Também não me deixou acabar:

            – Pois é assim, está caro para a nossa bolsa. É verdade, sim, mas olhe, quem produz e mantém postos de trabalho, tem que ser valorizado… não estão caros, os vinhos, paciência, vamos só ao que podemos e isso já é muito bom. Desejo-lhe um dia feliz.

Despedi-me dele e coloquei a garrafa no local original. Foi assim, amigo Cid Adão.

Cid Adão, como amigo que é, responde:

            – Prof., aceito o que refere, tem razão nessa alusão, mas oiça, já agora e dado que é um vate, podia escrever alguma coisa em favor deste néctar que dá de comer a tanta gente. Queria ver o que se lhe oferece, nesse sentido.

            – Pois vou pensar nisso, irei escrever alguma coisa já que me pede, até vou dedicar o texto em forma de poema, ao ilustre Cid Adão.

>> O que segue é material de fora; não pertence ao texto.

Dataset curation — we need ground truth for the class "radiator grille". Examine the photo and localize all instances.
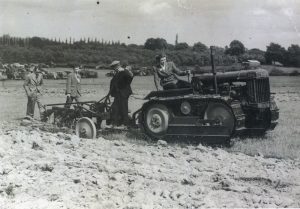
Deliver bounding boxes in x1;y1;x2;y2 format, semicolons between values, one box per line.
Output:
247;78;270;103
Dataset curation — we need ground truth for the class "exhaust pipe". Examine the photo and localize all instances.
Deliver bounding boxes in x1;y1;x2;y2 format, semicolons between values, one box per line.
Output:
210;46;218;94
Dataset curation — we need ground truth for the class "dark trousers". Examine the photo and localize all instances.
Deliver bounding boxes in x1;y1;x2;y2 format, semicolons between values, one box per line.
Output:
163;80;191;90
163;83;177;90
111;94;129;126
176;80;191;89
65;96;80;108
26;93;44;118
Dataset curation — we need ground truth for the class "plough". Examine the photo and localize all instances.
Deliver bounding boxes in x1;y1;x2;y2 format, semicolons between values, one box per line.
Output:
42;96;113;139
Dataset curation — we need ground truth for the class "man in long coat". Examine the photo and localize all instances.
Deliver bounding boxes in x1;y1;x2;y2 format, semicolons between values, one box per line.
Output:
65;67;81;108
23;66;45;118
109;61;133;127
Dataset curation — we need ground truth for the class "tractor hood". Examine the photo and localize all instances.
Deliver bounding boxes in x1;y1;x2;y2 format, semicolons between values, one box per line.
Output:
193;68;269;83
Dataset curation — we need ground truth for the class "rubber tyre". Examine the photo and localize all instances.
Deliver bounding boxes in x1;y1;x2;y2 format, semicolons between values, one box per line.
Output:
143;104;169;139
75;117;97;139
204;102;235;135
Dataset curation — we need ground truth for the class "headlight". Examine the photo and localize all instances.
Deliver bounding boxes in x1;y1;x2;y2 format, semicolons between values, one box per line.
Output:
270;96;278;110
180;101;191;115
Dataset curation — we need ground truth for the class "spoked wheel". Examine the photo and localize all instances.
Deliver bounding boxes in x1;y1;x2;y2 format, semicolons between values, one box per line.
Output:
204;102;235;135
75;117;97;139
143;104;169;139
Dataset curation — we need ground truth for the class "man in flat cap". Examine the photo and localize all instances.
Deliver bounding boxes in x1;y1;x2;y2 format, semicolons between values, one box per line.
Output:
108;60;133;128
65;66;81;108
23;66;45;119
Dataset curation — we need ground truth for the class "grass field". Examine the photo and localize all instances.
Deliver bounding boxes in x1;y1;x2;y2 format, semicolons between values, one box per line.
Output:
0;68;299;160
228;76;300;159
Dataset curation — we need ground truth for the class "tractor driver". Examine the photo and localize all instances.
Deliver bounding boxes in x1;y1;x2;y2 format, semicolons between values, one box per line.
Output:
153;54;191;90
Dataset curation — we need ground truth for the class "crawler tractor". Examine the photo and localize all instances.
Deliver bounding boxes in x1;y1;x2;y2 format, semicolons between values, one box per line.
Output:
135;47;279;142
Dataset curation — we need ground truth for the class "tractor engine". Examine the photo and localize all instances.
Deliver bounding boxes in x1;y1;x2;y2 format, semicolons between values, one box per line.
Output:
191;68;279;132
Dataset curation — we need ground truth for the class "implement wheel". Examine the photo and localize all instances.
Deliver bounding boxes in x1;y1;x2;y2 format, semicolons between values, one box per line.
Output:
204;102;235;135
75;117;97;139
143;104;169;139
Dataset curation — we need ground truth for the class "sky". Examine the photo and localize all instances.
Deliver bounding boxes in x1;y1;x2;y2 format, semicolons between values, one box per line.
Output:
0;0;299;50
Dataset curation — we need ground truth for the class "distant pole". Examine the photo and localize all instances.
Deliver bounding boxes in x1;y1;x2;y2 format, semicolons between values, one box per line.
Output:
210;46;218;94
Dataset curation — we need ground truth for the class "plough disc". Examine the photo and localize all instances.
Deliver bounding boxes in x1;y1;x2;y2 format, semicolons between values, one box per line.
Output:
75;117;97;139
42;107;77;128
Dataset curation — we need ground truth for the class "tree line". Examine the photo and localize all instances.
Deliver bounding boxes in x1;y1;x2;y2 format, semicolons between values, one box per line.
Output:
0;34;299;68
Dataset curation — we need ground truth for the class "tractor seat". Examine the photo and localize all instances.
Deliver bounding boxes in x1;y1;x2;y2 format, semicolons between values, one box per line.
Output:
144;88;193;100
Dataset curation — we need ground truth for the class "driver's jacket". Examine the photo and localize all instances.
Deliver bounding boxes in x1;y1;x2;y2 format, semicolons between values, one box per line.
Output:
154;61;187;87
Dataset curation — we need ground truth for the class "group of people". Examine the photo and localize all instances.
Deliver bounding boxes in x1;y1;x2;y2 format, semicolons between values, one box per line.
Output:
23;53;191;128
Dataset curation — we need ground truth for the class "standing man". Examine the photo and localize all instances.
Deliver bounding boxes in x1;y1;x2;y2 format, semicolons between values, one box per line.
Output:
65;67;81;108
23;66;45;119
153;54;191;90
109;61;133;127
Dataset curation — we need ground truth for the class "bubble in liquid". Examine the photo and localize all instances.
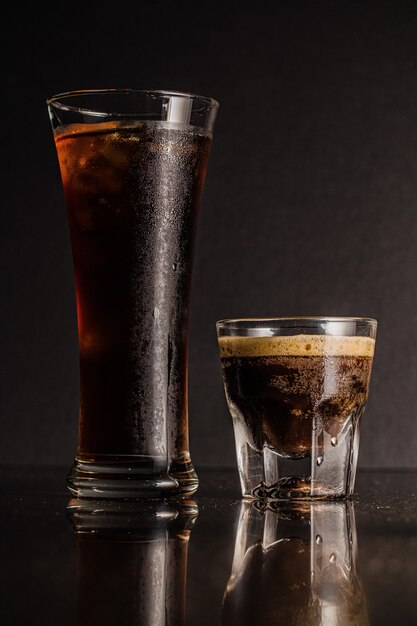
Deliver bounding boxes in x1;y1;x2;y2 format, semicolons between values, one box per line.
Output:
331;436;338;447
329;553;336;563
316;534;323;545
317;456;324;466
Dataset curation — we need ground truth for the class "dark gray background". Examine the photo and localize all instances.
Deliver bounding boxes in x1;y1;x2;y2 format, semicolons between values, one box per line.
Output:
2;1;417;468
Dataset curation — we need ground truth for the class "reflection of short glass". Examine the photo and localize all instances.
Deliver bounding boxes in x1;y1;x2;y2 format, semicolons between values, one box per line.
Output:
68;499;197;626
217;317;377;499
222;501;368;625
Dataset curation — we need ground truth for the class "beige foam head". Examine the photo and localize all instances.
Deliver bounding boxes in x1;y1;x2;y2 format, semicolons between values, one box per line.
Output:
218;334;375;358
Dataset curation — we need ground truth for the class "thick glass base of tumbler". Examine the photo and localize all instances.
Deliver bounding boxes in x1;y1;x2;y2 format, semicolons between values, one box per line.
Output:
248;477;350;501
67;455;198;499
235;420;360;501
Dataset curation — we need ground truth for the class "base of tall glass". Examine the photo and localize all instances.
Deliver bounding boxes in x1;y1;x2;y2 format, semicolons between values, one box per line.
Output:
67;455;198;499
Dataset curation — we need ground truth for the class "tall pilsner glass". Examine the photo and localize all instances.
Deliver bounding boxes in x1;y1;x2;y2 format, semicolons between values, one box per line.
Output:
48;89;218;498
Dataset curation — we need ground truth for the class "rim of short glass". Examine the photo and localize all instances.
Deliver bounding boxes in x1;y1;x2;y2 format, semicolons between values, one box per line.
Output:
46;88;220;117
216;316;378;329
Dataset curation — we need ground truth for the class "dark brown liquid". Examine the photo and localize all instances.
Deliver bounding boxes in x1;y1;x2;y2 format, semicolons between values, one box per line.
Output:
221;354;373;457
55;122;211;458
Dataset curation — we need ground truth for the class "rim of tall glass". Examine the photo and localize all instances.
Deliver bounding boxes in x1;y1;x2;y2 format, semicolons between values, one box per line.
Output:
46;88;219;117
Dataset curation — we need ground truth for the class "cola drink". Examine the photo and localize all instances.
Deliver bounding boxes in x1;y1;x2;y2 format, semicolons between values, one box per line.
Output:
217;318;377;499
49;90;218;497
219;334;374;457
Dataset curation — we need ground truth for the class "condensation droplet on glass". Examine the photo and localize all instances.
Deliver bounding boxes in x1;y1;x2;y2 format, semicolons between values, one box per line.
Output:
331;436;338;447
315;534;322;545
317;456;323;466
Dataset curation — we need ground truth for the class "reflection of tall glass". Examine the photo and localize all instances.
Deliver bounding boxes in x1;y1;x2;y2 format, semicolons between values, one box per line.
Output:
48;90;218;497
68;499;197;626
223;501;368;625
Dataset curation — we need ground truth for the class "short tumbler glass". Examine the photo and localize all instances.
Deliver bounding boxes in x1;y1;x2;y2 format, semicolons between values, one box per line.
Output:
217;317;377;500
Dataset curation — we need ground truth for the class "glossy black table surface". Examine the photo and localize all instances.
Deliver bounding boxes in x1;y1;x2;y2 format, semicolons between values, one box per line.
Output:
1;467;416;625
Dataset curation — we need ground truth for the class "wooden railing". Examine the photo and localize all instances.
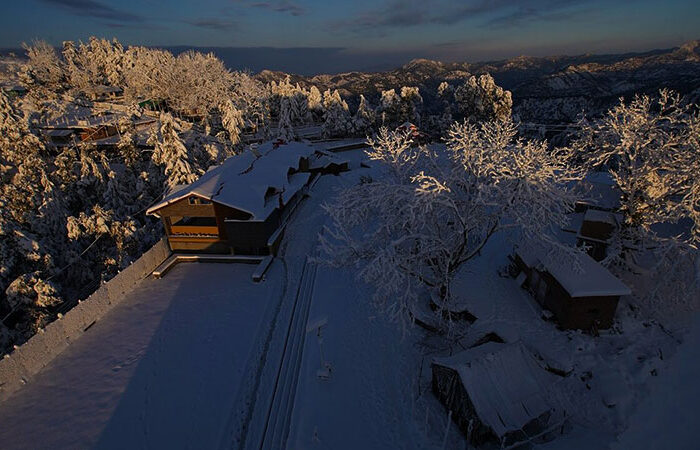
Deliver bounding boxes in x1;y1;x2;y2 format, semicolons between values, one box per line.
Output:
170;225;219;236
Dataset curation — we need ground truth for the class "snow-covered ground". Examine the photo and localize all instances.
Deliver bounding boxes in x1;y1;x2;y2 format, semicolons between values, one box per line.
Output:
0;262;285;449
0;144;695;449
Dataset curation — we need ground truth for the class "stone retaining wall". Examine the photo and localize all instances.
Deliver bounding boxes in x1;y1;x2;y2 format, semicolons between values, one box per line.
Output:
0;238;171;403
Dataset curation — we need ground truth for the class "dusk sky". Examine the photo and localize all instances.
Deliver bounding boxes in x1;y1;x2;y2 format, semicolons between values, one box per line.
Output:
1;0;699;74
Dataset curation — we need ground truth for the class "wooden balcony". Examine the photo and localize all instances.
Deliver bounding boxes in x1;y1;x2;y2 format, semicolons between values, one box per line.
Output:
169;225;220;236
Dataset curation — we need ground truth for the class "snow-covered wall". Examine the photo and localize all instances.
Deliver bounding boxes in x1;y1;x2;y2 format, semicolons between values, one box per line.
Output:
0;238;171;403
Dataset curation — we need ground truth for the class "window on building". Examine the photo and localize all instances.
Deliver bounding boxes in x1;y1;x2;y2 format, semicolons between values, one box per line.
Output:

Resolvi escrever um poema simples para “moer” a cabeça do meu amigo Cid Adão. É assim:

O NÉCTAR
“Desde os pródromos mais prístinos
Que os nossos recessos ancestros
Estereotiparam, no estendível
Do ancestral regalório,
Uma enofilia, que se tornou beneficente
E simultânea, a efeitos peristálticos
E ligeiramente, quando menor, analgésicos,
Mas sempre, frisemos, edificantes…
Ora, os bagoados resultados da flor,
Do arbusto sarmentoso, tão estimado,
Que na frutescência deram o seu melhor,
Vão à pisada. O que daí sai é um hino que…
Posterior ao estado fermentáceo é dionisicamente
Honrado nos púlpitos do nosso consciente,
e o era, nas ambarvais de antanho.
Era, o requintado corpo que toma a forma
Do vaso que o contém, dado a fiomélicas pessoas para cura!
Não menosprezemos, nunca, o que é sublime!”

Cid Adão não me disse nada ainda, mas quando ler o que escrevi vai-me  dizer, penso eu:

            – Ó prof., não esperava que me fizesse “manobrar” de forma tão constante a Enciclopédia Luso-Brasileira. Digo-lhe que sorri e que valeu a pena a sua escrita para me “atanazar”… a aprender o léxico.

Aqui entre nós, será que vai responder assim, ou com outro texto?

2 COMENTÁRIOS

  1. Longe de mim a ideia de emparelhar com tão douto e eloquente vate. Meu vocabulário também não abarcava a totalidade dos termos por ele usados para sublimar ainda mais a excelência dos néctares que nos tornam a existência mais agradável. Tive, porém, a sorte de me ser servido um desses néctares e não resisto a partilhar as suas qualidades expressas de forma tão poética quase como a do vate Victor Martins. Ora leia-se e, no fim, pare-se um pouco a reler, para tentar compreender cabalmente o que ali vem escrito:

    «Cor rubi brilhante
    Aromas com frutos vermelhos maduros
    e pequenas bagas
    boca com excelente frescura
    e taninos vivos
    mas bem integrados
    termina elegante e com bom volume».

    • Victor Martins
      27 de agosto de 2025 19:47
      De facto um “sabor prolongado com volume” … torna simples e profundamente agradável o “continuado” do néctar para lá dos sentidos. O meu aproveitamento do texto para esta cronicazinha deve-se a um dia de pesquisa na enciclopédia luso-brasileira para colocar um colega da área de português, às voltas com o léxico. A simplicidade poética serve melhor, assim, com os dados das provas dos enólogos. Bendito néctar.